Começaria meu discurso mandando meus confrades do mundo inteiro aprenderem logo o português para lerem “Escravidão”, o livro do professor Laurentino Gomes. Ele nos conta como subjugamos com eficiência, desde o primeiro leilão dos cativos em 1444, uma outra etnia que trouxemos para cá, atravessando com eles um oceano, para que nos servissem e inventassem o país que agora os despreza e discrimina.
Eu também citaria a Bíblia, mas um outro versículo mais apropriado. Podia ser, por exemplo, o que está no Livro Sagrado em Lucas 12, 1-3, que aprendi com Frei Betto: “Tomem cuidado com o fermento dos fariseus, que é a hipocrisia”.
Em meu discurso, talvez fosse o caso de lembrar o que muita gente tenta esquecer ou negar: a ditadura no Brasil, de 1964 a 85. Ela está nas primeiras páginas dos jornais da época, mesmo dos que a apoiavam. Como na manchete de 26 de março de 1969, onde o presidente-general afirma: “O governo já cuida da volta à democracia”. (Ora, o que volta é porque já foi). Ou, em 19 de agosto do mesmo ano, a declaração de membro do triunvirato militar no poder: “Nosso objetivo é restaurar a democracia”. (Ora, só se restaura o que não é mais). O mesmo jornal dizia, três dias depois, que “o Exército está decidindo a sucessão”. Pode ser mais claro?
E, para quem não acredita na crise do clima, sugiro outras manchetes de exatos 50 anos atrás, reproduzidas em colunas de jornais de hoje: “Veneno no ar, a maior densidade mundial de poluição está no Rio”. Ou, num outro dia: “Envenenamento do ar ameaça de extermínio a vida sobre a terra”.
Diria, na tribuna da ONU, que é burrice reduzir a vida hoje a uma disputa polarizada e besta entre direita e esquerda. Ou até mesmo entre socialismo e capitalismo. Citaria o Piketty ou qualquer um dos anarco-capitalistas contemporâneos, para explicar que nada é mais tão separado assim. Como, aliás, John Maynard Keynes já tinha sacado um pouco, desde 1936. Essa luta mortal (ou imortal?) entre direita e esquerda é coisa de quando a assembleia da Revolução Francesa se reunia, com os conservadores no lado direito do plenário e os radicais no esquerdo. Que diferença libertária havia, no século passado, entre a Alemanha de Hitler e a Rússia de Stalin? De que lado se encontra a China no nosso século, o de seu liberalismo econômico ou o de seu autoritarismo político? A democracia só é um estorvo, Carlos, quando perdemos a paciência com ela, por razões vagas, tolas ou inconfessáveis.

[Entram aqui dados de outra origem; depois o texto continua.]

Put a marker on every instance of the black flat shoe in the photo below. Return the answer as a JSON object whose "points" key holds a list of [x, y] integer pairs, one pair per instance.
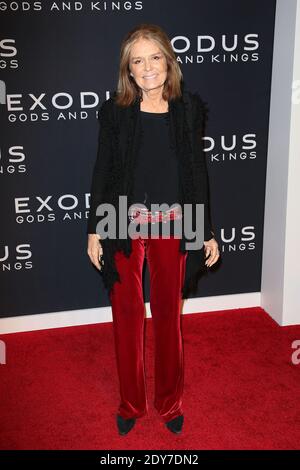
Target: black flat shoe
{"points": [[175, 425], [124, 425]]}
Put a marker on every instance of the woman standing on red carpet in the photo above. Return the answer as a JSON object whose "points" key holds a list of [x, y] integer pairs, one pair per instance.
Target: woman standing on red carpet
{"points": [[150, 150]]}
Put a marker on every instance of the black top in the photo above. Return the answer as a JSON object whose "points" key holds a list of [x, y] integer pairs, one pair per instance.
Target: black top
{"points": [[156, 172]]}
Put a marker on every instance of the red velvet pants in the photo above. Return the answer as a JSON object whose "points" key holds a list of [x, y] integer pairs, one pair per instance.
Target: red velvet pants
{"points": [[166, 266]]}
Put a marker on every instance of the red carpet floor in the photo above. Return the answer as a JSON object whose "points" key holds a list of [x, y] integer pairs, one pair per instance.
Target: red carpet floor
{"points": [[59, 388]]}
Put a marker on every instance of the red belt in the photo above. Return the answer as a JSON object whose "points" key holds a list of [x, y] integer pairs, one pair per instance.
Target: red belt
{"points": [[140, 215]]}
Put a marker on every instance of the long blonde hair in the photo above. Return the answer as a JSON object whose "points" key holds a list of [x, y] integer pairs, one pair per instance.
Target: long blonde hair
{"points": [[127, 89]]}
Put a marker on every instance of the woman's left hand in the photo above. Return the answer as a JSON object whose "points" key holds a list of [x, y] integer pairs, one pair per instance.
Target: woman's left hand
{"points": [[212, 253]]}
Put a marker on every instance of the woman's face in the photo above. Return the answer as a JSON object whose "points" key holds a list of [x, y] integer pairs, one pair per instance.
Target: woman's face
{"points": [[147, 64]]}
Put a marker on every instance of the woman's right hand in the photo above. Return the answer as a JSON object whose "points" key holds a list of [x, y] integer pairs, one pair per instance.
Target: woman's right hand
{"points": [[94, 249]]}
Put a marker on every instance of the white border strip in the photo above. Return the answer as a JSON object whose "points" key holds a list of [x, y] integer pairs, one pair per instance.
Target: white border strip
{"points": [[45, 321]]}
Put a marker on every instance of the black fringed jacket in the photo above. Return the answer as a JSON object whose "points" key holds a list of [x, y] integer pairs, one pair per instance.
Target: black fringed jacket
{"points": [[118, 146]]}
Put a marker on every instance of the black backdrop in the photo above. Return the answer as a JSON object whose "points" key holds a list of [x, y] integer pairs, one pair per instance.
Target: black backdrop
{"points": [[57, 65]]}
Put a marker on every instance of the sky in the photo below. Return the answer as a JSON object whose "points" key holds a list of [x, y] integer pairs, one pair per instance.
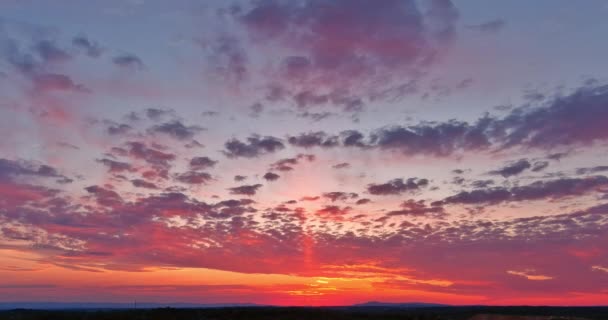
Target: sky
{"points": [[305, 152]]}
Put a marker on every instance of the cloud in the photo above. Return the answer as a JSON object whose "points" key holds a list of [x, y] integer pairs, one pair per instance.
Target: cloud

Uma pessoa se suicida no mundo a cada 40 segundos, sendo o suicídio a segunda maior causa da morte de adolescentes e jovens no Brasil. Foi sempre assim? E o tiro que o procurador-geral ia dar no Gilmar Mendes, hein? E o homem do governo que falou mal de nossa maior atriz, uma glória do país, e nenhum superior chamou sua atenção? O que está hoje em discussão, senhores representantes de todas as nações do mundo, não é o assanhamento entre a direita e a esquerda tão parecidas. E sim uma opção entre barbárie e civilização.
O passado já passou. Mas qual dessas duas alternativas, a barbárie ou a civilização, cada um de nossos países deve escolher para o presente e o futuro de seu povo? Quem sabe ele será mais feliz e vai se descontrair para viver em paz a vida como quiser levá-la.
E vejam só, senhores, o exemplo de nosso cinema sem carinho e sem apreço dos que mandam. Apesar da disposição adversa do presidente e de alguns de seus ministros, como os da Cidadania (?) e da Educação (aquele que escreve “suspenção”, assim com cedilha), que não querem saber de nós, estamos sobrevivendo com muita honra. Este ano, com nove filmes no Festival de Berlim e prêmios por aí. Como em Cannes (dois) e em Veneza (mais dois).
Porque decidimos combater o “macartismo cultural”, vamos deixar que todos se manifestem, em nome da diversidade natural do país. Porque nós escolhemos a civilização.